An American Pickle– When Herschel Greenbaum immigrates to the United States and starts a family, he gets a job at a pickle business (plant?) and accidentally falls into a brine vat. He’s perfectly preserved in the juice and wakes up 100 years later in modern Brooklyn, NY.
In this new world Herschel discovers that his wife died several decades ago but his son went on to have a family. He meets Ben, his great-great-grandson and they begin to live together while Herschel starts his life over (he’s basically the same age as Ben).
Seth Rogen plays both Herschel and Ben, doing a fantastic job as both. It’s a cute story that, I think, works better as a drama than a comedy. It got a few chuckles out of me and there is some really absurd things going on (besides the whole premise). The best is the relationship between the distant relatives. First Ben teaching him about modern life, them finding things they have in common and then Ben becoming jealous of Herschel’s surprising successes. The fish out of water story is an ages old one, but I found Pickle to use it well for family and social commentary. It’s a creative and fun story (based on a short story by the great Simon Rich) that’s worth watching.
Project Power– I wanted to like this way more than I did. The problem is it doesn’t do much that’s new or that interesting.
On the streets of New Orleans, a pill that gives the user superpowers for 5 minutes suddenly appears. The superpower given is different for everyone–and it could be deadly. It might make you explode right away or give you an ability that is so strong (and dangerous to anyone around you) the body can’t handle it and you more or less fall apart.
There are three main characters navigating this situation and their paths all cross, leading them to uncover where the Power pills are coming from and why they’ve hit the streets on New Orleans (the most interesting part of the story, in my opinion).
Frank the cop (Joseph Gordon-Levitt), Art the ex-soldier(Jamie Foxx), and Robin the teenage Power dealer (Dominique Fishback). The cast is great, no complaints there. They do their best with what they are given. The problem is that each character is the textbook cliche of each description. They aren’t interesting, at all. If you’ve seen a movie in this genre that’s been made in the past 40 years or so, you’ll be able to guess each character’s background stories just by the first sentence of this paragraph. So it becomes a waiting game for them to come together as a 3 piece and see what the fallout and twist of the story are if any. I did like the ending so that’s a plus.
The standout parts of the movie are the special effects. There are some wild transformations on display that are done really well. That makes the action fun to watch and punches up the interest. Basically what kept me from turning the movie off and moving on to something else. It felt like this script was just a set up for a larger universe. A message of “I know, you just have to sit through this so I can set this up for a better sequel. Please stick with me.” That’s not a good message.
Guns Akimbo– If you’re in the mood for anarchist hyper-violence, take a long trip to crazy town with Miles when he gets forced into playing the real-life death match game, Skizm.
If you understood that sentence than you are probably in a certain age bracket that this movie caters to. When it comes to making an action movie, you need a hook. As you read above, Project Power didn’t work well for me. Guns Akimbo approach is to throw everything into the wind a try to film all of it at once as the debris falls all over the place. I wanted to see this because Daniel Radcliffe stars in it. He always does his best when doing an American accent and it always sounds weird. I find that charming–what can I say I’m a fan.
So Dan’s my entry point in this video game scenario put to film. Miles talks trash online and one time he does so to the organizer of a viral online gladiator show called Skizm where two people literally fight to the death. The guy bolts handguns to Miles’ hands and forces him to fight the current reining Skizm champion, Nix. He has 100 bullets and 24 hours to do it, or he’ll be killed. Talk about being stuck between a rock and a hard place.
So Miles is well un-equipped for this. He’s far from a fighter and having guns bolted to your hands is insane and makes for many everyday problems. The whole movie is Miles running around the city trying to survive and find a way out of this mess.

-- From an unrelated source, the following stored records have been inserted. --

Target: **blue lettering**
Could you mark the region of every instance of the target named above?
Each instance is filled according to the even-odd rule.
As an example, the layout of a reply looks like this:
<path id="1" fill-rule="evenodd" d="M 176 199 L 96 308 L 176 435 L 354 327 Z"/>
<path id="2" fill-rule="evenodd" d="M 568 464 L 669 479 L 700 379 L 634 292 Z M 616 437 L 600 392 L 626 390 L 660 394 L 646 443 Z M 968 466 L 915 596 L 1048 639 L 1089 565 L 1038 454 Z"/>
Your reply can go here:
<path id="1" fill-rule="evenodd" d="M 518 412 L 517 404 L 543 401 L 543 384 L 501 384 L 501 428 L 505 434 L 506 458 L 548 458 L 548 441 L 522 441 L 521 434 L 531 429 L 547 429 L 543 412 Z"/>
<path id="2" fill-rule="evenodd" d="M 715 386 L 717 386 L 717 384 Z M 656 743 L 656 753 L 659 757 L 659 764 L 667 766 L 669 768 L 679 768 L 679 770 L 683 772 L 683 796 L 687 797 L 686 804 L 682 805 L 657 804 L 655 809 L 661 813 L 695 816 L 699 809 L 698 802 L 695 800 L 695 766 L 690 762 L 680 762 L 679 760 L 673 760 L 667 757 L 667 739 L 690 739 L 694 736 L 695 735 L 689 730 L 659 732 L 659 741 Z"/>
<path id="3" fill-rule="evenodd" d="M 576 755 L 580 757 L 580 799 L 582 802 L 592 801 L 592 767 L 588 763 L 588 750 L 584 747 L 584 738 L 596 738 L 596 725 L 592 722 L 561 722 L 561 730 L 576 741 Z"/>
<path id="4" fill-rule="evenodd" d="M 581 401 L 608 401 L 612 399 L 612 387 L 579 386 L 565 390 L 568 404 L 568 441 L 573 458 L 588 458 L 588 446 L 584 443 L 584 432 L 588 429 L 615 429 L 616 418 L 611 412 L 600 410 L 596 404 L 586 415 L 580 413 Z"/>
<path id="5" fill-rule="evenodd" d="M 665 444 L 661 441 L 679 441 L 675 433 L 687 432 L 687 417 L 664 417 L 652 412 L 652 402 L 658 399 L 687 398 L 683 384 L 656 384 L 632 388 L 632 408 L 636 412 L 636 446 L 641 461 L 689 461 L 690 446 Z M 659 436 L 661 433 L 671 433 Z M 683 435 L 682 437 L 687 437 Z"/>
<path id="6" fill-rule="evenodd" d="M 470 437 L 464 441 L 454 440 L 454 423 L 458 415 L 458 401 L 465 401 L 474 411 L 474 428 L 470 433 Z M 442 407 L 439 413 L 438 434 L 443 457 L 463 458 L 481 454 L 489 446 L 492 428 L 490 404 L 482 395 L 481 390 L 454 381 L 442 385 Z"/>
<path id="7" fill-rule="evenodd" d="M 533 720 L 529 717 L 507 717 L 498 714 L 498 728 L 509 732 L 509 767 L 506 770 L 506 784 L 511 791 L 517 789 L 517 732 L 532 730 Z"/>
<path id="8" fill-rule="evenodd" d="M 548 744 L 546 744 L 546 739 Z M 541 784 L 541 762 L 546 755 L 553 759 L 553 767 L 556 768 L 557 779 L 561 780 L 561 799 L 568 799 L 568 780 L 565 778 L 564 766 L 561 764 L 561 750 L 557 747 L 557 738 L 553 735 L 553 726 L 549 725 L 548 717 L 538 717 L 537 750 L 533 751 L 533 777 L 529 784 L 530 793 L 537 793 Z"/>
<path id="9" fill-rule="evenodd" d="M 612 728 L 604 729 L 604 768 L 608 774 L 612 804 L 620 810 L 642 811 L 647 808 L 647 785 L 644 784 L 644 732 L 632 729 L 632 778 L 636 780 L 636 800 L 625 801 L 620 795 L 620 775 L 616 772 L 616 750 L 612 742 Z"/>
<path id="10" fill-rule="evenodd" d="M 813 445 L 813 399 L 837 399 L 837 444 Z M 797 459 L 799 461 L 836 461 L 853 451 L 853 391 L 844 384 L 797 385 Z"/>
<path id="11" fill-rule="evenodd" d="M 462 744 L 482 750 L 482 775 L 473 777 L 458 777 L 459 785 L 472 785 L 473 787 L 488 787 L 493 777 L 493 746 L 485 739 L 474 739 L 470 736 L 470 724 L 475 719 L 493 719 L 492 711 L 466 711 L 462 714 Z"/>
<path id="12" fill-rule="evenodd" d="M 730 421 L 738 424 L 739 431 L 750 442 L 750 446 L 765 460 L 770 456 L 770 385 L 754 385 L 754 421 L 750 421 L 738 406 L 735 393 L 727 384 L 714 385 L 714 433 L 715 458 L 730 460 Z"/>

Everything about this movie is absurd. The set up, the characters, the action, the violence. It’s a video game made with people instead of pixels (there’s some really great stylized animation integrated too, think Scott Pilgrim Vs The World). When the guns start firing the camera takes off with it. Kinetic direction is what I would call it.
While I appreciate what the movie does and the attempt at social commentary (GTFO the internet, it desensitizes you) it gets exhausting to watch. Blood and bodies and cursing all over the place. It’s sensory overload after sensory overload (which the John Wick series runs up to but pulls off with stunning style and reservation) that in the end doesn’t mean much. The desensitization of violence warning of the script is on full display with the final product of the movie. Not a bad movie per say but a one and done experience for me.